As I humbled myself, He drew close.
This encounter was a surgery of its own. With His own gentle hands, Jesus took my heart out of my chest, and cut away all the flesh that trapped sin inside the soul. With a white rag, He then wiped the disease of death out of every crevice in each atrium.
“Moreover the Lord your God will circumcise your heart and the heart of your descendants, to love the Lord your God with all your heart and with all your soul, so that you may live.”
-Deuteronomy 30: 6 (NASB)
So that I might live…
What God desired for me was the beauty of life, eternal life, found only in His love.
Okay, Lord. Let’s do this.
I went under the knife in Tel Aviv, Israel, during the feast of Sukkot. As my Jewish neighbors found covering under the Sukkah, I tabernacled with the Holy Spirit in a hospital recovery room.
Waking up, I noticed dried blood along my hairline. The surgeon had used a metal device to hold my head still. It had punctured my scalp.
His crown of thorns…
Revelation hit. I had shared in His sufferings, and I would share in His glory.
As weak as my body was in that moment, my spirit was strong.
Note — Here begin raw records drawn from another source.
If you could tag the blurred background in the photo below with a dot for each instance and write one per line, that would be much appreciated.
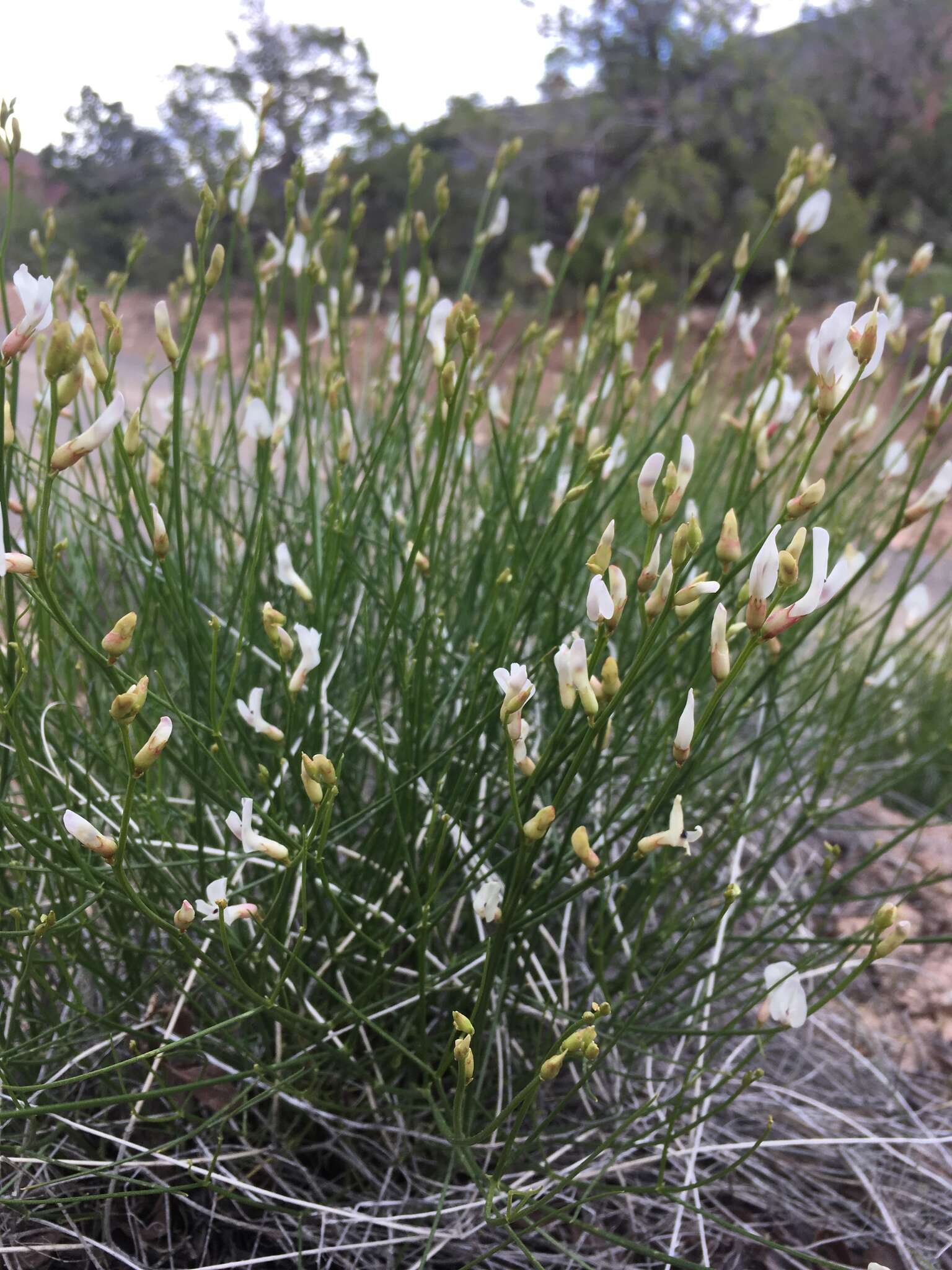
(689, 106)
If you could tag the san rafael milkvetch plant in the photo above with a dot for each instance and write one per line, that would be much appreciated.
(426, 744)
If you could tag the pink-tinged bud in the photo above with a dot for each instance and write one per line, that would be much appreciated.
(15, 562)
(69, 454)
(184, 916)
(92, 838)
(655, 602)
(120, 638)
(685, 730)
(154, 747)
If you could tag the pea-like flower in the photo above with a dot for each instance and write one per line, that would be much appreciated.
(288, 574)
(218, 902)
(437, 329)
(69, 454)
(14, 562)
(310, 641)
(786, 1000)
(832, 352)
(685, 730)
(36, 296)
(539, 257)
(599, 605)
(782, 619)
(811, 216)
(252, 713)
(488, 898)
(249, 837)
(674, 836)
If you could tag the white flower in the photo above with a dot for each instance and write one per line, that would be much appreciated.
(563, 665)
(598, 605)
(895, 461)
(881, 272)
(786, 998)
(648, 479)
(813, 215)
(298, 254)
(249, 837)
(539, 255)
(685, 729)
(765, 568)
(287, 573)
(437, 329)
(258, 420)
(310, 641)
(832, 356)
(36, 296)
(289, 347)
(782, 619)
(242, 198)
(216, 901)
(83, 832)
(746, 331)
(69, 454)
(500, 219)
(323, 326)
(252, 713)
(662, 378)
(730, 311)
(13, 562)
(211, 351)
(488, 898)
(627, 315)
(917, 605)
(674, 836)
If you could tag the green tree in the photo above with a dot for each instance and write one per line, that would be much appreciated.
(120, 177)
(323, 88)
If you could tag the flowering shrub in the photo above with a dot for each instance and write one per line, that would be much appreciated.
(466, 980)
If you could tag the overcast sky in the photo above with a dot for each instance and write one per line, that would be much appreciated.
(425, 51)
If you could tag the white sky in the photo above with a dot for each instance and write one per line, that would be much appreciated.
(423, 51)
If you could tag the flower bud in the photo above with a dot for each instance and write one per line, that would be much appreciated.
(539, 826)
(161, 535)
(583, 850)
(720, 653)
(184, 916)
(215, 266)
(551, 1067)
(163, 331)
(805, 502)
(728, 549)
(891, 940)
(120, 638)
(787, 569)
(152, 748)
(127, 705)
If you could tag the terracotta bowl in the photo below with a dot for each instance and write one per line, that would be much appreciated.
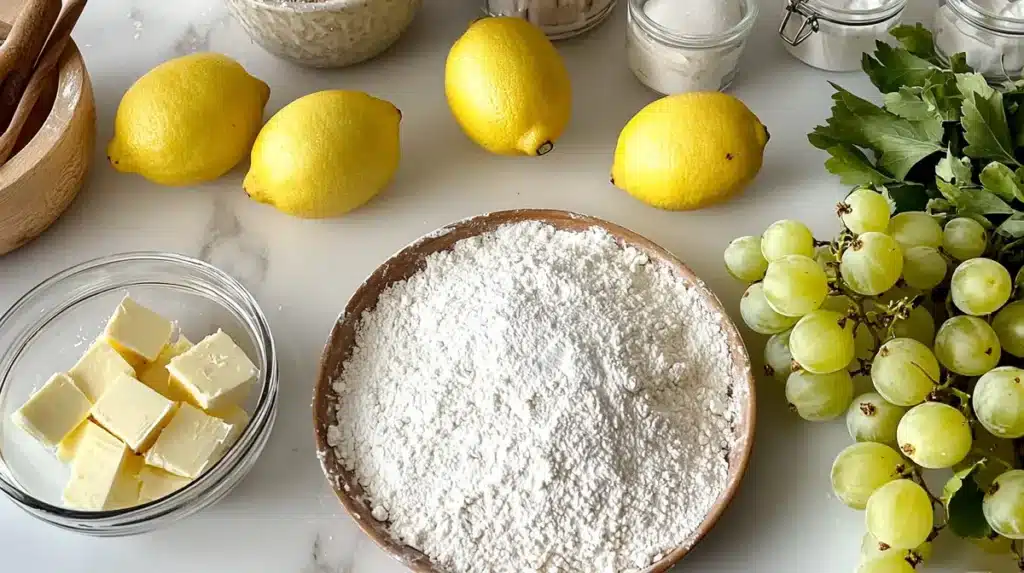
(52, 157)
(410, 261)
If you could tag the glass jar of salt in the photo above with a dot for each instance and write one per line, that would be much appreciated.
(834, 35)
(558, 18)
(990, 32)
(675, 46)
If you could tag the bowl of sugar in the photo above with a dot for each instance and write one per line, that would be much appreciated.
(535, 390)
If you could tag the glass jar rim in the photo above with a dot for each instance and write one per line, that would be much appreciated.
(983, 17)
(822, 10)
(695, 41)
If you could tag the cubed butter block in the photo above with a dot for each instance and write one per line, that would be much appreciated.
(157, 484)
(215, 372)
(192, 442)
(139, 334)
(126, 487)
(69, 445)
(96, 472)
(233, 414)
(132, 411)
(53, 410)
(156, 376)
(97, 367)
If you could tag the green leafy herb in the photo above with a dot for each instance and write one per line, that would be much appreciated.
(985, 128)
(943, 138)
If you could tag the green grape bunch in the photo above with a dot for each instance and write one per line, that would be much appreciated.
(922, 306)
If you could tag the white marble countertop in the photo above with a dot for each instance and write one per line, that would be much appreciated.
(283, 518)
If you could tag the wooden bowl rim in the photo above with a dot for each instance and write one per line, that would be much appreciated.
(347, 489)
(72, 81)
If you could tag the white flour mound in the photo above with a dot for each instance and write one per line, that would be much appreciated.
(540, 400)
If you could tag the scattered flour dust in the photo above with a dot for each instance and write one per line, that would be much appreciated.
(539, 400)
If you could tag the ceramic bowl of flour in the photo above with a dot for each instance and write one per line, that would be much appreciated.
(325, 33)
(535, 390)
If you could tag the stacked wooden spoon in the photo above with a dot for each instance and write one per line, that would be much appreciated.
(29, 58)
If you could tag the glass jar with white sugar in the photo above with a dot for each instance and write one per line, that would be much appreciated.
(834, 35)
(675, 47)
(990, 32)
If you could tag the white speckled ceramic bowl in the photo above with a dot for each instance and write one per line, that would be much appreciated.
(325, 33)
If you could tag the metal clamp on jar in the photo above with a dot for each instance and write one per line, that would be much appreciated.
(833, 35)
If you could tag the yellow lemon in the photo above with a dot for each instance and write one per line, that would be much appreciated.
(689, 150)
(325, 153)
(188, 120)
(507, 87)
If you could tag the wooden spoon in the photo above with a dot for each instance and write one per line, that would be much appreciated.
(20, 51)
(45, 72)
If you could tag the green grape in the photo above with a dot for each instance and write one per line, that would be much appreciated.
(759, 315)
(743, 259)
(915, 228)
(871, 548)
(839, 303)
(993, 544)
(967, 346)
(872, 419)
(778, 359)
(872, 264)
(980, 287)
(899, 515)
(904, 371)
(1009, 325)
(888, 564)
(786, 237)
(795, 285)
(819, 397)
(918, 325)
(998, 402)
(934, 435)
(924, 267)
(1004, 504)
(824, 258)
(863, 468)
(822, 342)
(863, 211)
(964, 238)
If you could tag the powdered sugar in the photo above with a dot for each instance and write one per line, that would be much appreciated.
(540, 400)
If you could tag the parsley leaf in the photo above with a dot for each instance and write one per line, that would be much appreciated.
(853, 167)
(985, 128)
(890, 69)
(1000, 181)
(899, 143)
(918, 40)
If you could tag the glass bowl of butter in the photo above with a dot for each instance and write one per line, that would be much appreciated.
(135, 390)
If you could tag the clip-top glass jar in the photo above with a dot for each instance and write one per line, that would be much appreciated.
(669, 61)
(990, 34)
(834, 35)
(558, 18)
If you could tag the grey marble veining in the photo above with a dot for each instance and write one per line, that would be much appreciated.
(228, 246)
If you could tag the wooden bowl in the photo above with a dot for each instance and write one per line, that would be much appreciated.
(52, 157)
(410, 261)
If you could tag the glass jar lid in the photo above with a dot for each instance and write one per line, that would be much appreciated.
(805, 15)
(985, 16)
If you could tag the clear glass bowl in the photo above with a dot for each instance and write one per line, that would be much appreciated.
(49, 327)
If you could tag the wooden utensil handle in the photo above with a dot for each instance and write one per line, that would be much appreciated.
(45, 72)
(20, 51)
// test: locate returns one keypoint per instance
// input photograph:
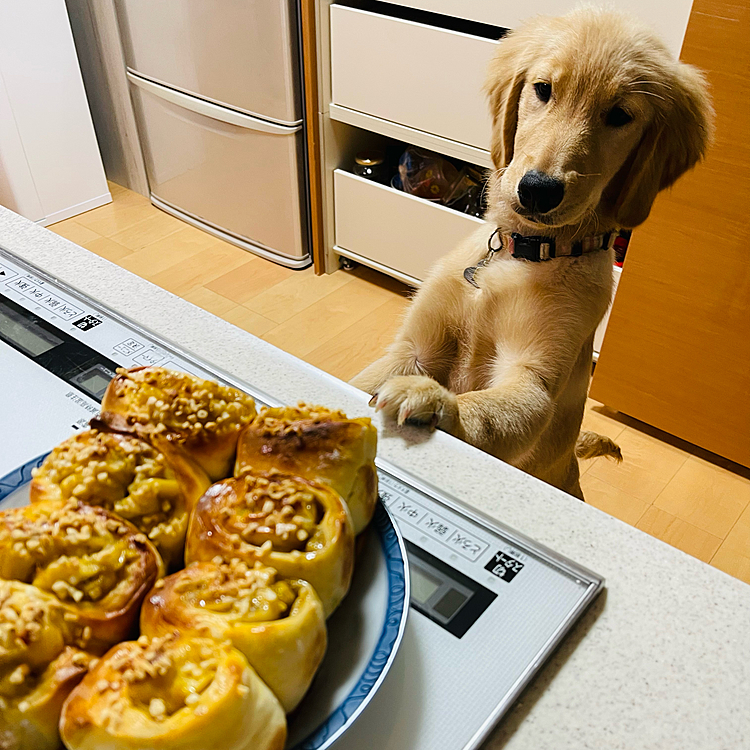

He had avenged the vileness of sin, from the inside out.
I am not a hairy beast.
Pure gold, refined by fire, He had restored my beauty.
I am bride, purchased with His blood, adorned in white garments.
The Lord was with my surgeon, who successfully removed the tumor. As months have gone by, body has healed. Now when I look in the mirror, I see a woman with strength in her eyes, and a rounded belly, this time not from disease, but from new life forming in her womb. May the Lord be glorified.
Stand down, Beauty Thief. Stand down.
Yours is a wonder filled story. Thank you for sharing.💕
What a beautiful but all to familiar story. Thank you for sharing your gift words made he experience come to life.
God Bless
It’s so neat you live in Iseral I just found a lady a Christian lady on the internet from their to hand paint matriarch of our church as a gift. She is beautiful inside and out she is 89 and my mentor. We know pastor the church her and her late husband started 38 years ago. They where married 70 years. Gods hand no doubt. It was a blesssing to read your story thank you.
I Thank God for this testimony. Glory be to the living God.
What a beautiful post! Thanks for sharing your story.
Thanks for sharing this beautifu piece. I am blessed! The Lord shall continually be with you and your family 🙂
I’m in awe of this post. The shadow and wisdom and grace all combined…stunning. Thank you for sharing.
I love this post, Callie. It resonates with me on my own level with my own issues, of body, of mind, and mostly my heart. Thank you for writing this. I can tell this was an offering of words given to the Lord to use. And He has used it.
Beautiful, Callie, beautiful. Thank you for sharing your wonderful heart with us. May God continue to bless you and your growing family.